Anne Rivolet, Director of the Dunkirk site, Ecole supérieure d’art du Nord-Pas de Calais/ Dunkerque-Tourcoing (ESÄ)

In the Aisne, poetry brings together and shakes up illiteracy

Direction Fère-en-Tardenois, in the south of the Aisne. In this vast rural territory, with few cultural structures and a high rate of illiteracy, the ALIS company has developed an artistic project with and for residents with great reading and writing difficulties, but also promoted a dynamic of solidarity between actors from different backgrounds. At the heart of this civic initiative are typobaladeurs, itinerant machines that make it possible to make poetic micro-shows printed on a ticket and distributed according to meetings and events.
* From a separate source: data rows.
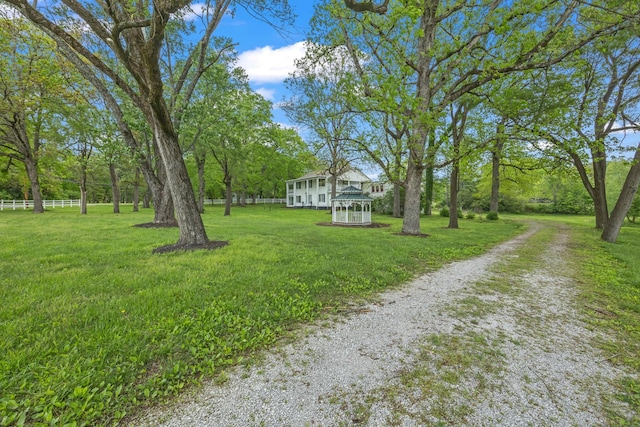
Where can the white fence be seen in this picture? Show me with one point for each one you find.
(28, 204)
(248, 201)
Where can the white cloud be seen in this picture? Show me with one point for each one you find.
(8, 12)
(267, 94)
(269, 65)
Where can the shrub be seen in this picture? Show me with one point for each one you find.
(492, 216)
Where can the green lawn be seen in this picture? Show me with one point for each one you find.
(93, 324)
(608, 276)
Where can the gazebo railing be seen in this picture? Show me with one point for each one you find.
(352, 217)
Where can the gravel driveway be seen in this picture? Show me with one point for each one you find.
(465, 345)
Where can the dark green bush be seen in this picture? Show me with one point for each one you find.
(492, 216)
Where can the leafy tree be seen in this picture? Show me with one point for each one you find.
(136, 34)
(319, 107)
(451, 50)
(32, 93)
(589, 100)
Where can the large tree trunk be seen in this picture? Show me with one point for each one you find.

Without claiming to be a learning process for reading or the French language, they invite in a playful way, to discover the universe of words to and share the pleasure they can provide thanks to poetry with 2 half-words, of which Pierre Fourny, founder of the association, is the inventor. While the company has been presenting its shows and performances for many years, the objective of the project presented to the Foundation is to allow residents who are a priori distant from cultural practices and who have difficulty reading, to appropriate the creative process during artistic workshops: choreographic gesture, creation of videos, manipulation of poetry in 2 half-words, oral and written expression…
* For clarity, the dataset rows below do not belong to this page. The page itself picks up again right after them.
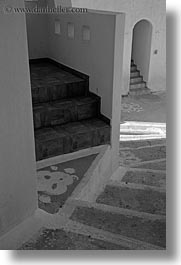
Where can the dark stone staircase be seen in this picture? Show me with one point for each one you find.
(137, 85)
(66, 115)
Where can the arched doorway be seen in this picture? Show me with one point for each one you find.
(141, 51)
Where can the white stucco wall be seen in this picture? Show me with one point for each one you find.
(155, 12)
(94, 58)
(18, 198)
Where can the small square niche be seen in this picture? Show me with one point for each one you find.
(57, 27)
(86, 33)
(70, 30)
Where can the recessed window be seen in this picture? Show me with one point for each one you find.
(70, 30)
(86, 34)
(57, 27)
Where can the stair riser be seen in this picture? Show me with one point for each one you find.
(133, 68)
(65, 113)
(71, 143)
(139, 92)
(138, 86)
(57, 92)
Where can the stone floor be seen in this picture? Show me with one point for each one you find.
(129, 213)
(144, 108)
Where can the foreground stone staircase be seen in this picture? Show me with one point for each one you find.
(128, 214)
(137, 85)
(66, 114)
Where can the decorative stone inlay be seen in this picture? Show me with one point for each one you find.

“This incubation phase has made it possible to refine our approach, inspired by our experience in the Nord department, and to adapt it to the local context,” says Pierre Fourny. This time has indeed made it possible to identify and mobilize partners in the cultural and social field, to measure the complexity of the implementation of the project, to specify the essential points. Because the ambition was commensurate with the challenge: to convince politicians of the ability of an artistic project to provide relevant and effective responses to a serious problem, to build a network of social actors working with cultural stakeholders, to develop an approach to identify and involve people in a situation of illiteracy, often in denial or invisibility, etc. Two study trips were organised by the team: “Elected officials and technicians were able to observe and draw inspiration from the good practices of the various cultural operators and social actors in the fight against illiteracy in the Avesnois” explains Natacha Thaon Santini, producer. ALIS has also forged local links, in particular with training institutions for people with illiteracy, media libraries and with the Crii (Centre Ressources iltrisme et illectronisme). Typonomads have also been enriched with a digital version with interactive tablets. Finally, on the occasion of a second round of funding, the company has set up “dramaturgical laboratories” in Château-Thierry, Fère-en-Tardenois and Villers-Cotterêts in 2022 and 2023 for amateur artists who have difficulty reading.